Marian McPartland’s “Piano Jazz” series, on radio and records, has quietly been one of the notable success stories in jazz of recent years. As a pianist, she has grown with the show, and it is hard now to think of anyone of comparable ability and knowledge who could handle the role with such equilibrium. It may be more than a coincidence that piano is the healthiest instrument in jazz today, even though that isn’t where the hype is.
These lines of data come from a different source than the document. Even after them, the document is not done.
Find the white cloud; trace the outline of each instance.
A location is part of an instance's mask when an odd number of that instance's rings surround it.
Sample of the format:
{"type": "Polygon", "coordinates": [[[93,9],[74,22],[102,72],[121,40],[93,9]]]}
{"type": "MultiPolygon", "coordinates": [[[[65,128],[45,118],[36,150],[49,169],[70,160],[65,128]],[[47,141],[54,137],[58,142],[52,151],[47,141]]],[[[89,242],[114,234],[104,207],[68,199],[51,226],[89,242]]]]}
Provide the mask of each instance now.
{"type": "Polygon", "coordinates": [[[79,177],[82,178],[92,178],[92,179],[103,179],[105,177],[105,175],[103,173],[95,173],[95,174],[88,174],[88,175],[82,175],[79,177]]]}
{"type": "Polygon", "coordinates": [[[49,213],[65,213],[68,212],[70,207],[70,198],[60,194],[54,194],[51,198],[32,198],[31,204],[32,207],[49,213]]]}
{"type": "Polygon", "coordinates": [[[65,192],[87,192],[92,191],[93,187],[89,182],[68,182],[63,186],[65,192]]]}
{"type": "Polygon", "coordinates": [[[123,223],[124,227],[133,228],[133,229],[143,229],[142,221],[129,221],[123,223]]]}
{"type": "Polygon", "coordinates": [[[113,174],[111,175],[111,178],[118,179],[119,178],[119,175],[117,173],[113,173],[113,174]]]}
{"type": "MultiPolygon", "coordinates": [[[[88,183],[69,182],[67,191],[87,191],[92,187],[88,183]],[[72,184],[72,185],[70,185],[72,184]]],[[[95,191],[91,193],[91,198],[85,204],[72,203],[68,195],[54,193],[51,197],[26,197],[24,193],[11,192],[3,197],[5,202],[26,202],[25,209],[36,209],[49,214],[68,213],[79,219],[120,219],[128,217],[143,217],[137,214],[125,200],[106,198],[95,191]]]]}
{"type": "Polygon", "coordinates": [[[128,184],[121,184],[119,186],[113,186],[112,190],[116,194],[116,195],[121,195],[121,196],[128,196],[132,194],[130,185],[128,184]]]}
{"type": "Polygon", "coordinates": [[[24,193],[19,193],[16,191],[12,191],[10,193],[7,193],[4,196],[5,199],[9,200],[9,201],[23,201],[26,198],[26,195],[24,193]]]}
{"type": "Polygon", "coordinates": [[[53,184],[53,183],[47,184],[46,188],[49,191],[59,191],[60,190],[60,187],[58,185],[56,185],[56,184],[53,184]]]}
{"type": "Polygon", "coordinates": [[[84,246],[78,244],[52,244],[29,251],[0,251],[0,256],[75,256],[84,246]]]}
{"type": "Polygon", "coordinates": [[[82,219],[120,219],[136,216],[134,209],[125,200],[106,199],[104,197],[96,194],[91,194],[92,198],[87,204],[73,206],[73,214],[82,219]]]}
She has recently introduced famous musicians like Jay McShann (12030) and two not so famous for piano playing-Lionel Hampton (12029) and Roy Eldridge (12025). Besides the happy music she and her guestsmake solo and in duets, it is a kind of privilege to overhear, as it were, their voices and friendly exchanges. This encounter with Charles Brown takes her further into the blues world than any of the others, and there are some real surprises.
Often vainly imitated, Brown remains a unique blues artist, as adept with blues ballads as with the regular 12-bar kind. Compared with the styles of bluesmen of rustic or rural origin, this is suave and sophisticated, but he conveys melancholy and bitterness convincingly when he wishes. For jazzbos, however, his piano may prove more fascinating than his singing. It is intelligent, extremely neat, and rhythmically strong in complementing his vocal phrases. Mrs. McPartland commends his “big, wonderful chords” and then observes that his long fingers must enable him to play elevenths. “Twelfths,” the college-educated Texan replies evenly, whereupon she explodes with mock vexation: “Oh, I hate you!”